日本のテレビマンたちが「野球愛」や「公共性」という古いスカウティングに縋っている間に、外資の巨人はアルゴリズムと時価総額でマウンドを制圧してしまった。

まるで映画【マネー・ボール】で、経験豊富な老スカウトたちが、データと効率を説く若きGMに一掃された、あの残酷な転換点のようだ。来週、東京ドームで繰り広げられるのは、国民的行事の皮をかぶった、高度な「資本の再配置」に過ぎない。放映権という名のチップを積み上げた者だけが座れる、この冷徹な株価操縦ゲーム。

 

WBCの熱狂を横目に、解約予約のページをブックマークする。

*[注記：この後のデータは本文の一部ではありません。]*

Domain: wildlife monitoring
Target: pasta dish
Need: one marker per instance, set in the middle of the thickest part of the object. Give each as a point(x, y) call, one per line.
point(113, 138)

大会が終われば、ワシの支払った数百円は、ネトフリのバランスシートを微かに押し上げる一滴の数字となり、太平洋の向こう側へと吸い込まれていく。

 

リモコンの電源ボタンを押し、強制的に熱狂を遮断する。網膜に焼き付いたスタジアムの光が消えたあとに広がるのは、デジタル資本主義という名の、だだっ広い「空白」だ。

日本のテレビ局が、もはや自分たちの手に負えなくなった「ゲーム」の残骸を呆然と眺めている姿が、映画のラストシーンの残像と重なって見えた。